Accoding to Penguin Companion Food (otherwise known as the "Oxford Companion to Food [Hardback version]) the two products are **not ** the same:

Potato Flour - cooking, drying and grinding potatoes results in potato flour. This can be used as a substitute for potatoes or directly in potato based breads.

Potato Starch - made by extracting the starch using a washing process, which is used as a thickener.

Well, dammit. That teaches me to ignore Google.

From here, I get

However, this contradicts that, saying that potato starch is

Also known as potato starch flour, this is another must for gluten-free pantries. NOT the same as potato flour.

I get

from here, so maybe there’s a trend?

Right, but this is “Potato Starch Flour”.

Semantics aside, they are two separate products as the processes are different.

Don’t know what else that can be stated.

Whether anything else can be stated or not, you appear to remain incorrect.

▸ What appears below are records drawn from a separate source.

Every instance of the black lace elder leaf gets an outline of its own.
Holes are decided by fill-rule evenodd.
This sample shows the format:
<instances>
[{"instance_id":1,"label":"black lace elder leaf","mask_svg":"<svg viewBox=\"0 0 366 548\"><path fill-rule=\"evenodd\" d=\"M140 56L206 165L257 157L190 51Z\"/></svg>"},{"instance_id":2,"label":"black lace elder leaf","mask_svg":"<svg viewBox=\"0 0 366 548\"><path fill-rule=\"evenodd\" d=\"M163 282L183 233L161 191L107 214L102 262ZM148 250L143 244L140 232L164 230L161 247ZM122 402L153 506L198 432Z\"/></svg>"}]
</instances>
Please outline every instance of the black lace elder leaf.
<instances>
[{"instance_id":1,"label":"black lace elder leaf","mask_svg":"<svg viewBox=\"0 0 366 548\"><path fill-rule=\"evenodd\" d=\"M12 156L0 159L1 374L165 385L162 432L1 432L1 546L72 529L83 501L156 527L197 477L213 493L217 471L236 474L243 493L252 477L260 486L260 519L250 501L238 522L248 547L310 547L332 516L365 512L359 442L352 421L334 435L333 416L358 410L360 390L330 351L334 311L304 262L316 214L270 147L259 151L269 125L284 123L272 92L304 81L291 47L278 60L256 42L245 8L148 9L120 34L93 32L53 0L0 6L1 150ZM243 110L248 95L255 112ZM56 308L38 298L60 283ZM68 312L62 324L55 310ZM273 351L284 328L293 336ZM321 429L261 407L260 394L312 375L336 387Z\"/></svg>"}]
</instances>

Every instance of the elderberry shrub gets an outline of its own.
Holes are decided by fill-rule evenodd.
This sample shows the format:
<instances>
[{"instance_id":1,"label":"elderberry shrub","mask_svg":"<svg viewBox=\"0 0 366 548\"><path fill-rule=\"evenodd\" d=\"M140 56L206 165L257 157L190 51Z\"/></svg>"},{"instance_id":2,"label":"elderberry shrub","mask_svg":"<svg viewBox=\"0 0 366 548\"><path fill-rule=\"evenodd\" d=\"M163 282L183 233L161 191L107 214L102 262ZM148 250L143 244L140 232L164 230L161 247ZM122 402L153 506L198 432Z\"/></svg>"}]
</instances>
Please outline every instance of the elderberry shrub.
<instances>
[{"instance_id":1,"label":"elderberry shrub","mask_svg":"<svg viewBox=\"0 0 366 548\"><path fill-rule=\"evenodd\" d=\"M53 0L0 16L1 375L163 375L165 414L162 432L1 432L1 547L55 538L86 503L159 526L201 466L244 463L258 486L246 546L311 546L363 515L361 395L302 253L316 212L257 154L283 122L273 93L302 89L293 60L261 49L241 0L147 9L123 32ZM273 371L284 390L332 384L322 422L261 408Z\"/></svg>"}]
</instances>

Potato starch is identical to potato starch flour (which is what the OP asked), but is not the same as potato flour.

According to this, this, this, this, and this.

I can’t find a single link that states that potato starch and potato starch flour are different products. On the other hand, neither of them are the same as potato flour, and other than that mistaken Cook’s Thesaurus link that chaoticdonkey found, I can’t find a single site claiming that they are the same.

My response was to the mistaken Cook’s Thesaurus link and I was merely trying to point out that “potato starch” and “potato flour” are two different products.

I do note that similar confusion exists with other agricultural products as I found reference to “wheat starch flour”, which is supposedly different than “wheat flour”. At this point the addition of the word “flour” to the processed starch component descriptions must have some other meaning besides the conventional definition of “flour” (perhaps to the degree of fineness used in milling the particular product?)